Transactions of the Institute of Measurement and Control
- Discipline: Metrology
- Language: English
- Edited by: Frank L. Lewis, John O'Gray, Steve Thompson, Mehmed Önder Efe

Publication details
- History: 1979-present
- Publisher: SAGE Publications
- Frequency: 8/year
- Impact factor: 1.579 (2017)

Standard abbreviations
- ISO 4: Trans. Inst. Meas. Control

Indexing
- CODEN: TICODG
- ISSN: 0142-3312 (print) 1477-0369 (web)
- LCCN: 80649352
- OCLC no.: 47094421

Links
- Journal homepage; Online access; Online archive;

= Transactions of the Institute of Measurement and Control =

Transactions of the Institute of Measurement and Control is a peer-reviewed academic journal that covers the field of measurement and control systems. The editors-in-chief are Frank L. Lewis (University of Texas at Arlington), John O'Gray, Steve Thompson, and Mehmet Önder Efe (Hacettepe University). It was established in 1979 and is published by SAGE Publications on behalf of the Institute of Measurement and Control.

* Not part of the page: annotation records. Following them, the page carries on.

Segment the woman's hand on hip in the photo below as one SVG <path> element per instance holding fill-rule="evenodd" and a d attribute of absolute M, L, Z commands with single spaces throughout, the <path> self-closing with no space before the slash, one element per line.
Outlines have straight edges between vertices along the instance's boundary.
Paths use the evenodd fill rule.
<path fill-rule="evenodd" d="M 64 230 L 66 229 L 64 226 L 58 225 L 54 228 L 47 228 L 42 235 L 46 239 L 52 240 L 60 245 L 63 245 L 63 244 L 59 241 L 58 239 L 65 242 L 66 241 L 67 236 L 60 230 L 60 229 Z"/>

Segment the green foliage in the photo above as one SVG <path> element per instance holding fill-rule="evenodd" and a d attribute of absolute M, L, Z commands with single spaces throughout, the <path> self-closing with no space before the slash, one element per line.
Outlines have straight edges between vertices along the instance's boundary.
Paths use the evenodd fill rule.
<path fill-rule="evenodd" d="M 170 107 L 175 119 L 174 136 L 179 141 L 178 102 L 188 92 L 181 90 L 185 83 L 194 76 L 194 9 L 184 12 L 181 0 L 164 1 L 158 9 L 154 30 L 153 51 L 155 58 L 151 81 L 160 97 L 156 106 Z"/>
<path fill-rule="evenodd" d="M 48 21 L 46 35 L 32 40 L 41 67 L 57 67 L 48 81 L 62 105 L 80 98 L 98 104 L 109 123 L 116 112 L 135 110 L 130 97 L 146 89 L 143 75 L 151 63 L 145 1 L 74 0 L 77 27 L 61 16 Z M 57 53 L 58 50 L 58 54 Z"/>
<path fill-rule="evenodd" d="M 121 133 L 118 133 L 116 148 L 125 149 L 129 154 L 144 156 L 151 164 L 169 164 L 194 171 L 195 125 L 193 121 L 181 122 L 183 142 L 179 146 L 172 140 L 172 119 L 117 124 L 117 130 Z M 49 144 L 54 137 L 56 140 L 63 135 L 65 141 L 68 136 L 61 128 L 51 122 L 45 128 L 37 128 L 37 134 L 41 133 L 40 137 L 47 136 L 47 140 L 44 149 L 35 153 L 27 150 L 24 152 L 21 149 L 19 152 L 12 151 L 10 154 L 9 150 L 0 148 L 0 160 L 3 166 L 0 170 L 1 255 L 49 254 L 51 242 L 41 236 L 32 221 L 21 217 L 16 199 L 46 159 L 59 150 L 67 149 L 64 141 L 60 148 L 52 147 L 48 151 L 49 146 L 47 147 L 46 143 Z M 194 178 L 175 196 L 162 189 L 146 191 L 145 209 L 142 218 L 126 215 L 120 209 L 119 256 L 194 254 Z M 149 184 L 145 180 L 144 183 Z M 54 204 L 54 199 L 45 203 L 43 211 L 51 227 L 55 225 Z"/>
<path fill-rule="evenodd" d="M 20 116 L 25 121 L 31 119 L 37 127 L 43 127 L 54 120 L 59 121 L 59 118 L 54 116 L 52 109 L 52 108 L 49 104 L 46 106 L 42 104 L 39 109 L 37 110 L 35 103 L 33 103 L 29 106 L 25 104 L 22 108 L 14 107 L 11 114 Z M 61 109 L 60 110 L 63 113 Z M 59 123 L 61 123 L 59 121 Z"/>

== Abstracting and indexing ==
The journal is abstracted and indexed in Scopus and the Science Citation Index Expanded. According to the Journal Citation Reports, its 2017 impact factor is 1.579, ranking it 36th out of 61 journals in the category "Automation & Control Systems" and 32nd out of 61 journals in the category "Instruments & Instrumentation".